How long can I continue to do this and how long she can remain at home are still up in the air. There are days when I say I can do this for years, and others (like today) that I say I am tired. Working full time and taking care of two households are draining for sure! How do we all do it??

Love and prayers to all of you that do this...


I am tired for you. Brings me back to my year of caregiving for my mom before she passed. I don't know how I did it except by doing the next right thing every minute of every day. Trouble is, most times, those who are taking care of elderly parents are elderly themselves. Also dealing with health issues. Sigh.

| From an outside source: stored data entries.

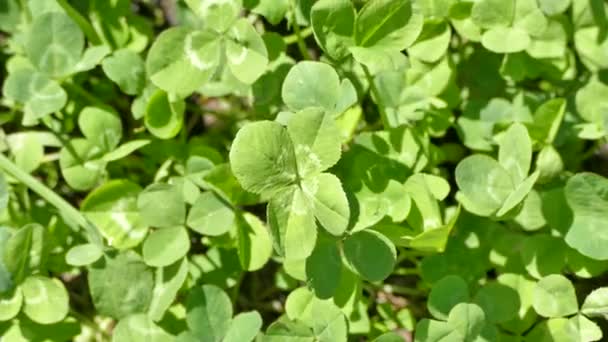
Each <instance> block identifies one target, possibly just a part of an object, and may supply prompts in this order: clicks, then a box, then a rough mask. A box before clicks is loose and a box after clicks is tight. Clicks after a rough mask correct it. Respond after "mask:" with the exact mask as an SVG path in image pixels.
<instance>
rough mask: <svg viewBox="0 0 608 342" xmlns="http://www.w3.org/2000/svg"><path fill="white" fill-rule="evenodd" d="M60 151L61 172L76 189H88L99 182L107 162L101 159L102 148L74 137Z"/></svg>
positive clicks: (92, 187)
mask: <svg viewBox="0 0 608 342" xmlns="http://www.w3.org/2000/svg"><path fill="white" fill-rule="evenodd" d="M67 144H68V145H69V147H68V146H64V147H63V148H62V149H61V152H60V153H59V166H60V167H61V174H62V175H63V178H64V179H65V181H66V183H68V185H69V186H70V187H71V188H73V189H76V190H88V189H91V188H93V187H94V186H95V185H97V184H98V183H99V181H100V180H101V177H102V175H103V174H104V173H105V162H103V161H101V160H100V157H101V156H102V153H103V151H102V150H101V148H99V147H98V146H96V145H95V144H93V143H92V142H90V141H88V140H85V139H80V138H76V139H72V140H70V141H68V142H67Z"/></svg>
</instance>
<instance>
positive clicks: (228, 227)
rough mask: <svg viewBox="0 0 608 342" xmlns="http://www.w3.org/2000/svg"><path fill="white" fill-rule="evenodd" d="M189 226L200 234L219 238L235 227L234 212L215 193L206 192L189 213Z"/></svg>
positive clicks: (197, 200)
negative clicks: (214, 236)
mask: <svg viewBox="0 0 608 342" xmlns="http://www.w3.org/2000/svg"><path fill="white" fill-rule="evenodd" d="M187 224H188V227H190V228H192V230H194V231H196V232H198V233H200V234H203V235H210V236H219V235H222V234H224V233H226V232H227V231H228V230H230V228H232V227H233V226H234V212H233V211H232V208H231V207H230V206H229V205H228V204H227V203H225V202H224V201H223V200H222V199H221V198H220V197H218V196H217V195H215V194H214V193H213V192H204V193H202V194H200V196H199V197H198V198H197V199H196V202H194V204H193V205H192V208H191V209H190V211H189V212H188V220H187Z"/></svg>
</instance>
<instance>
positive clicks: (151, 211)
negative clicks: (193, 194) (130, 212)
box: [137, 183, 186, 228]
mask: <svg viewBox="0 0 608 342" xmlns="http://www.w3.org/2000/svg"><path fill="white" fill-rule="evenodd" d="M137 208H138V210H139V214H140V215H141V220H142V222H143V223H144V224H146V225H148V226H152V227H157V228H170V227H175V226H181V225H183V224H184V222H185V220H186V203H185V202H184V198H183V195H182V193H181V191H180V189H178V187H177V186H175V185H169V184H164V183H156V184H151V185H149V186H148V187H147V188H146V189H145V190H144V191H142V192H141V193H140V194H139V196H138V197H137Z"/></svg>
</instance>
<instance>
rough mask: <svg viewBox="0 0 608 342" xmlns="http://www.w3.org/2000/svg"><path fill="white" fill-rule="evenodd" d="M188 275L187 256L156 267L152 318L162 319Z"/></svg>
mask: <svg viewBox="0 0 608 342" xmlns="http://www.w3.org/2000/svg"><path fill="white" fill-rule="evenodd" d="M187 277H188V260H187V259H186V258H184V259H182V260H180V261H178V262H176V263H174V264H172V265H169V266H167V267H160V268H157V269H156V271H155V275H154V292H153V298H152V301H151V302H150V308H149V310H148V315H149V316H150V318H152V320H154V321H160V320H161V319H162V318H163V316H164V315H165V312H166V311H167V309H169V307H170V306H171V304H173V302H174V300H175V297H176V296H177V292H178V291H179V290H180V289H181V288H182V285H183V284H184V282H185V281H186V278H187Z"/></svg>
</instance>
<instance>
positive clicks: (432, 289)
mask: <svg viewBox="0 0 608 342" xmlns="http://www.w3.org/2000/svg"><path fill="white" fill-rule="evenodd" d="M468 301H469V288H468V285H467V283H466V282H465V281H464V279H462V278H461V277H459V276H456V275H449V276H446V277H443V278H442V279H441V280H440V281H438V282H436V283H434V284H433V287H432V288H431V293H429V297H428V301H427V307H428V309H429V312H430V313H431V315H433V317H435V318H437V319H440V320H447V319H448V315H449V314H450V311H451V310H452V308H453V307H454V306H456V305H457V304H460V303H466V302H468Z"/></svg>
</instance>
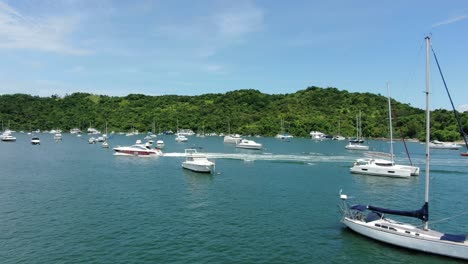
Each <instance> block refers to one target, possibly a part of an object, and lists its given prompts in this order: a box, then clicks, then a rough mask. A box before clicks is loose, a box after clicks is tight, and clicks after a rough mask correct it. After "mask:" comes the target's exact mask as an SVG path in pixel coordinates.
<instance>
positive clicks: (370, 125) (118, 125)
mask: <svg viewBox="0 0 468 264" xmlns="http://www.w3.org/2000/svg"><path fill="white" fill-rule="evenodd" d="M392 108H393V110H394V113H395V114H396V115H397V117H398V118H397V120H398V121H396V120H395V119H394V121H395V125H394V127H396V129H399V128H401V129H402V130H403V132H404V135H405V136H406V137H410V138H421V139H422V138H423V137H424V136H423V133H424V126H425V125H424V120H425V114H424V111H423V110H421V109H417V108H413V107H411V106H409V105H408V104H402V103H399V102H397V101H395V100H393V101H392ZM387 109H388V108H387V98H386V97H384V96H381V95H375V94H371V93H349V92H347V91H340V90H338V89H336V88H319V87H309V88H307V89H305V90H300V91H297V92H296V93H292V94H279V95H270V94H264V93H261V92H259V91H257V90H252V89H250V90H237V91H232V92H227V93H225V94H204V95H199V96H176V95H165V96H146V95H142V94H130V95H128V96H125V97H115V96H105V95H93V94H87V93H74V94H71V95H67V96H65V97H63V98H61V97H58V96H51V97H38V96H31V95H25V94H13V95H2V96H0V119H1V120H2V122H3V124H4V126H5V128H6V127H7V126H8V124H9V128H11V129H14V130H29V129H30V128H31V129H33V130H35V129H41V130H49V129H53V128H55V129H56V128H60V129H62V130H64V131H67V130H69V129H70V128H73V127H80V128H81V129H86V128H87V127H89V126H92V127H96V128H98V129H100V130H103V129H104V126H105V123H106V121H107V122H108V126H109V130H115V131H129V130H130V129H132V128H135V129H138V130H139V131H140V132H145V131H151V130H152V126H153V121H154V122H155V123H156V130H161V131H163V130H173V131H175V130H176V126H177V121H178V123H179V128H190V129H192V130H194V131H201V130H202V128H204V131H205V132H206V133H208V132H218V133H220V132H224V133H226V132H227V130H228V122H229V123H230V127H231V132H232V133H240V134H261V135H264V136H273V135H275V134H277V133H278V132H280V124H281V119H284V121H285V128H286V130H287V132H289V133H291V134H293V135H295V136H308V134H309V132H310V131H311V130H318V131H322V132H324V133H328V134H337V133H338V127H339V125H338V124H340V128H341V134H342V135H344V136H353V135H355V133H356V132H355V131H356V126H355V122H356V115H357V114H358V113H359V111H361V112H362V129H363V135H364V136H366V137H387V136H388V113H387ZM461 116H462V121H463V125H464V130H465V131H468V116H467V114H466V113H463V114H461ZM432 120H433V121H432V127H433V129H432V135H433V138H436V139H439V140H447V141H452V140H458V139H460V135H459V133H458V128H457V125H456V120H455V118H454V116H453V113H452V112H451V111H447V110H436V111H434V112H433V113H432ZM396 123H398V124H396ZM395 135H397V136H398V135H399V132H397V133H395Z"/></svg>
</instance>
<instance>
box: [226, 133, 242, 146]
mask: <svg viewBox="0 0 468 264" xmlns="http://www.w3.org/2000/svg"><path fill="white" fill-rule="evenodd" d="M241 140H242V138H241V136H240V135H239V134H235V135H227V136H224V140H223V141H224V143H229V144H237V143H239V142H240V141H241Z"/></svg>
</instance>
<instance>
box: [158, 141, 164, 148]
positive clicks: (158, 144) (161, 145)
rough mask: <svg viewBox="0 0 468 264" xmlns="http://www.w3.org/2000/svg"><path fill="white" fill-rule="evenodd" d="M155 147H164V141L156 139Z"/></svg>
mask: <svg viewBox="0 0 468 264" xmlns="http://www.w3.org/2000/svg"><path fill="white" fill-rule="evenodd" d="M156 147H157V148H164V141H163V140H162V139H158V140H156Z"/></svg>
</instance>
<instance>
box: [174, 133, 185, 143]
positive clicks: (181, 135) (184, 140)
mask: <svg viewBox="0 0 468 264" xmlns="http://www.w3.org/2000/svg"><path fill="white" fill-rule="evenodd" d="M175 141H177V142H187V141H188V138H187V137H186V136H184V135H181V134H177V135H176V138H175Z"/></svg>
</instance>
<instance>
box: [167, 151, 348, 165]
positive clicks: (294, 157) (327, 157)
mask: <svg viewBox="0 0 468 264" xmlns="http://www.w3.org/2000/svg"><path fill="white" fill-rule="evenodd" d="M203 154H205V155H206V157H207V158H211V159H236V160H244V161H256V160H268V161H287V162H303V163H314V162H353V161H354V160H355V158H354V157H351V156H325V155H289V154H271V153H263V154H246V153H203ZM164 157H185V153H165V154H164Z"/></svg>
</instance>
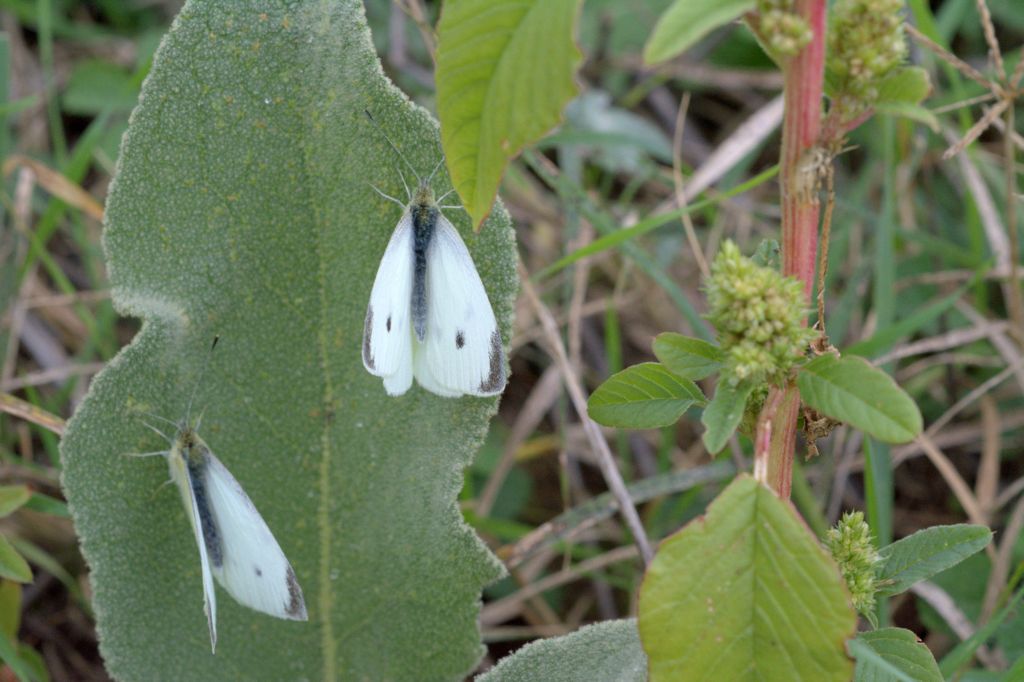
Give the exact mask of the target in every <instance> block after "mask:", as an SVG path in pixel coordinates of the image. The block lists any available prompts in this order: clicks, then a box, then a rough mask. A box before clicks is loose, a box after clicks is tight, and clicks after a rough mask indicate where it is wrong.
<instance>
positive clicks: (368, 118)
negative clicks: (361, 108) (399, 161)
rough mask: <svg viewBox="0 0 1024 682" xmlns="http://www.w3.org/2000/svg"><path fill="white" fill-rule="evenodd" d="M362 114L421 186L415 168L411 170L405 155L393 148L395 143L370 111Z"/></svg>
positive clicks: (393, 147) (394, 146)
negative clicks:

When you get home from work every day, take 15 minutes, fold your angel wings aside, sit down and unwind. Hugs.
If you become overwhelmed, read this article, it was a live saver for me: https://www.agingcare.com/Articles/not-everyone-cut-out-to-be-a-caregiver-162192.htm

After 6 years of being a logistical caregiver [not physically hands-on 24/7 but will run errands, get groceries, take to dr appts, etc] I had to start setting boundaries on what I can and cannot do being I still have my career and refuse to give that up. And I have my own age decline.

My 90+ year old parents decided to keep living in their large home. There was just no way I could take care of two households. A therapist told me that since my parents choose to remain in their home, then they have to take responsibility for that choice. If my parents refuse to move into a retirement community, where they would have MORE freedom, again, they have to live with that choice of not moving.
Love, when I am frustrated, lonely, tired, begging for some time to myself, I remember all my father did for us. Raised 9 kids, worked two jobs, unhappy marriage to an invalid, came home and did housework. He was always there for us. Why he didn't get in the car and head west is beyond me. So when I am ready to pack it in and quit, I remember his steadfast love and care, and I imitate it. It is so much easier when you see why you do something. Love, and more love, forgive yourself for not being perfect, maintain a balance between your life and theirs, enjoy and express your admiration and love for the one you care for. Remember as hard as it is for you, it's 10 times harder for them. Find time for yourself, if they complain about the expense or the alternate caregiver, explain, better 8 hours with a sitter, than live in a nursing home because you can't do it anymore. Most importantly build a support staff. Hire people to do jobs you are too tired to do, mow the lawn, laundry, clean house, whatever saps your strength. Have a friend or us, caregiver support group, to confide your fears, and get help. I would have gone under without this forum's advice, emotional support, and expertise. You're amazing, a wonderful loving person. Good luck

You can do it. It is the hardest thing you will ever do, tending till death a loved one. I have grown, in humility, love, and strength. Most importantly, I am happy. I am living a fulfilling life.